Are you spending too much time worrying about your finances, rather than doing anything about improving them? Three-quarters of people worry about their money at least once a year – at the cost of actually doing anything to improve their situation.
In fact those who fret about finances rather than planning what to do with their money, save less than those who concentrate on managing money, according to research published today by National Savings & Investments.
"Britons are getting into a cycle of financial fret," warns John Prout of NS&I. "Time is spent worrying instead of focusing on money management and finances suffer, causing more stress."
Worriers put aside an average of just £53.47 a month, while planners manage to save £104.39, almost double. It means over a year planners can put away an extra £600 – enough for the average energy bill for six months.
"By planning ahead and taking active steps, we can take more control of our money and work towards saving," advises Prout. "So if you're getting money worries, take some time out to review the situation and take action."
The one in four people who don't worry about finances are much more likely to be those who take time to make their money go further. For example, more than half use price comparison websites to find the best deal, or use vouchers and coupons to save cash.
Getting good spending habits is essential to making the most of your money, says Andrew Hagger of Moneynet.co.uk. "As with most things in life the more time and effort you put into something the more you get out of it," he points out.
"There are better deals to be had if you're prepared to shop around and switch savings accounts to get a better return, for instance, but unless you're talking about a reasonable deposit, many people will feel it's too much hassle for relatively little reward."
That's a mistake, he warns. Ensuring that whatever savings you have are earning the best return will lead you into good habits elsewhere.
Of course if you're deep in debt, than it's difficult to avoid worrying about your financial future. "Unfortunately, some people can see no way of ever escaping their current level of indebtedness and therefore don't even consider the benefits of planning or saving for the future," says Hagger.
"But even when times are hard, planning ahead can help ensure that you're financially prepared for the future. Even if it only means stashing away a couple of pounds, doing it regularly will mean building up a little nest egg, which can be the springboard to getting control of your finances."

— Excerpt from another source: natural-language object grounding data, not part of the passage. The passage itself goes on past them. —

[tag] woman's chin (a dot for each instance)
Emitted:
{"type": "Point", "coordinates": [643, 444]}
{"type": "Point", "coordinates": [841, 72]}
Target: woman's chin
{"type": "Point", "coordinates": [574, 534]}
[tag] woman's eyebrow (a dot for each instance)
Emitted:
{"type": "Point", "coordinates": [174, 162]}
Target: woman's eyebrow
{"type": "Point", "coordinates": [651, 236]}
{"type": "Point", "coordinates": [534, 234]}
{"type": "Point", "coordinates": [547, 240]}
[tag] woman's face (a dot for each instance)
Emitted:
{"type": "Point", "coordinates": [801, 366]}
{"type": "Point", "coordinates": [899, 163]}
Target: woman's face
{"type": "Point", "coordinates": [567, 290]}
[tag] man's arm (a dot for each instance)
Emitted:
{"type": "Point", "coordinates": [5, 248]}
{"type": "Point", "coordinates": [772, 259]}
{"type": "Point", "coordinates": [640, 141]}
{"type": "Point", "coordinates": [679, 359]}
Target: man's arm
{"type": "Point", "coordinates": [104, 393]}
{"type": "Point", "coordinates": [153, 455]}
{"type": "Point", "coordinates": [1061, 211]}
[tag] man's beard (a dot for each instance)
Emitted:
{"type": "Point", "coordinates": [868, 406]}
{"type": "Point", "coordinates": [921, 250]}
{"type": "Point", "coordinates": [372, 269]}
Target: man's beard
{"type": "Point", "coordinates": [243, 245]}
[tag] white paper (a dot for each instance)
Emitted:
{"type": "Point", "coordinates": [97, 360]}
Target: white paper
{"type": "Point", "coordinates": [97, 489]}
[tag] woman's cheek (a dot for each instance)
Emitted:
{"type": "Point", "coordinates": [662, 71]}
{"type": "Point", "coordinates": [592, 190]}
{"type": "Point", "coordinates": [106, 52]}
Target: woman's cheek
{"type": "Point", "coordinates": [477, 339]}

Worrying about finances can lead to inaction through guilt, according to the research. Currently, two-fifths of Britons spend more time worrying than planning. The lack of action impacts their well-being as a quarter feel guilty when they end up overspending.

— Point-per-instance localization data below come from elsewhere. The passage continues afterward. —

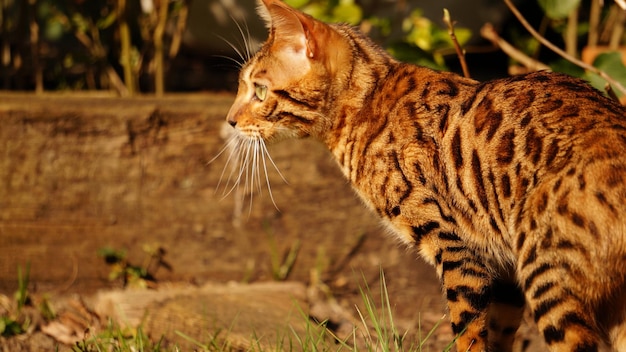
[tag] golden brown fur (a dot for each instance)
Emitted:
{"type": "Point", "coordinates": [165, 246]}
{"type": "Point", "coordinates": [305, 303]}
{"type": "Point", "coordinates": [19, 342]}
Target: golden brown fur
{"type": "Point", "coordinates": [514, 189]}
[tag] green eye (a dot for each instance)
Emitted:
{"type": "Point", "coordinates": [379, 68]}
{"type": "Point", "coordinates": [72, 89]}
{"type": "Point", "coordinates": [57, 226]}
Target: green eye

"There is a misconception that money management is just a personal finance issue," says Una Farrell of debt charity the Consumer Credit Counselling Service. "In fact, it is much broader than that and affects, and is affected by, health, emotional wellbeing, relationships as well as the ability to hold down a job."

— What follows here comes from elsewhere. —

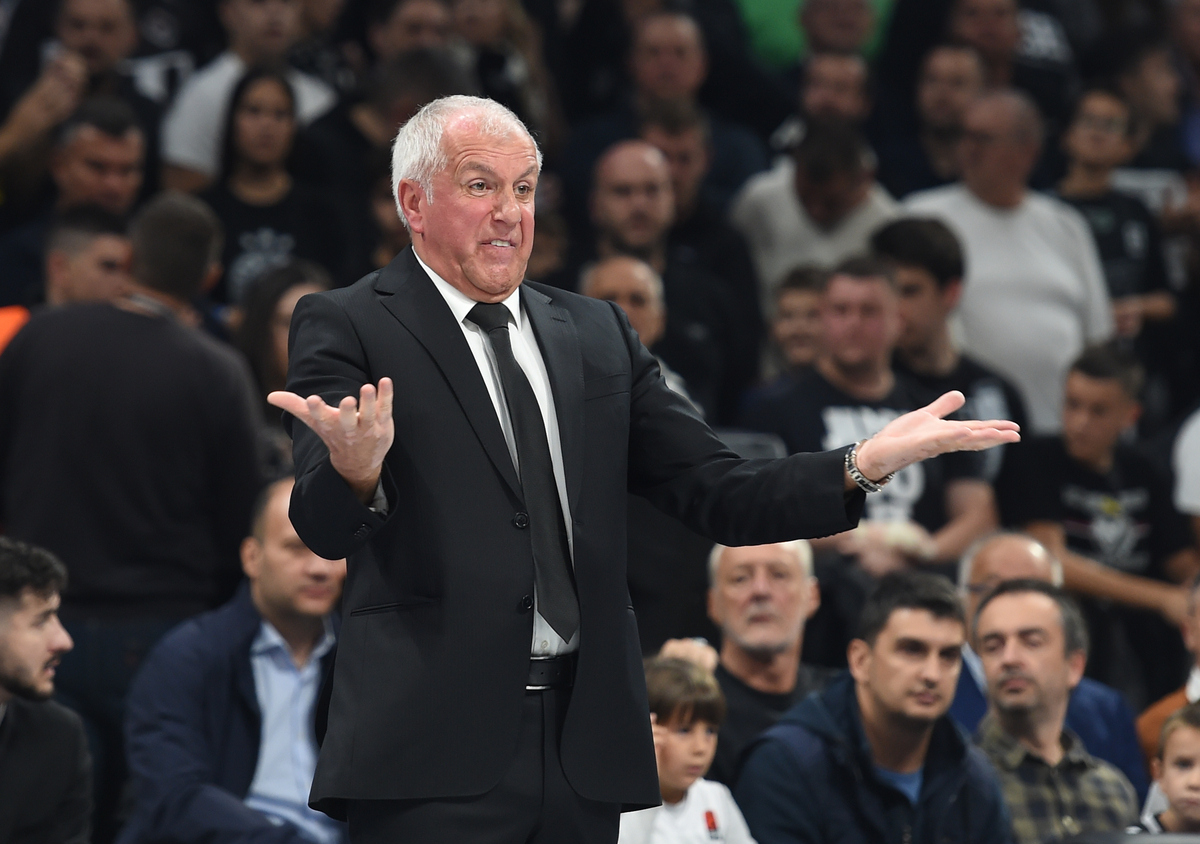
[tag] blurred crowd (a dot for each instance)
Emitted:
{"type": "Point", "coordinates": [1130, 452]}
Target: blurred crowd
{"type": "Point", "coordinates": [816, 214]}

She warns that it is important that people face up to any problems or issues they have with their personal finances, from arrears on their mortgage to saving for their retirement. "If they don't take action and just worry about money, they could find themselves struggling with more than just their finances," she warns.
Happiness, wellbeing and overall self-esteem are influenced by our sense of financial control, according to a recent Aviva study. It showed that 85 per cent of those with high self-esteem feel in control of their finances. Meanwhile, 70 per cent of those with poor self-esteem, don't feel in control of their finances.
"It's not the amount of money people have, but the feeling of being in control that makes individuals most content," Sarah Poulter of Aviva says. "While most people worry about their finances at some point, it's important that they don't let concerns overwhelm them and allow them to disengage with money matters."
If you need help overcoming your financial fears you could talk to a financial adviser, suggests Jason Witcombe of Evolve Financial Planning. "There is often no right or wrong answer with financial decisions which makes it very easy to procrastinate and worry. So, if you do feel that you need a helping hand, consider employing a financial adviser to take the stress away."
He says he encourages his clients to put as many aspects of their finances onto auto-pilot so to reduce the number of decisions they need to make. "A simple example of this is investing into an ISA via monthly direct debit rather than leaving it until the last minute each tax year and then feeling nervous about putting a large sum into the markets in one go."
Adviser Ray Black of Money-Minder. com says having a bills account can help. "Arrange for all bills and direct debits to come out of one account and set up a standing order from your main account to cover them," he suggests. "The result will be less worrying about not having enough money to pay all the bills and a better night's sleep!"
Another option is to use one of the many financial planning sites that have sprung up on the internet. In the latest Which? Money published today, it advises: "If you're looking for help with your financial planning, consider sites such as RetireEasy or MoneyVista." However both cost almost £80 a year, although MoneyVista is currently offering a free trial which could be enough to help you.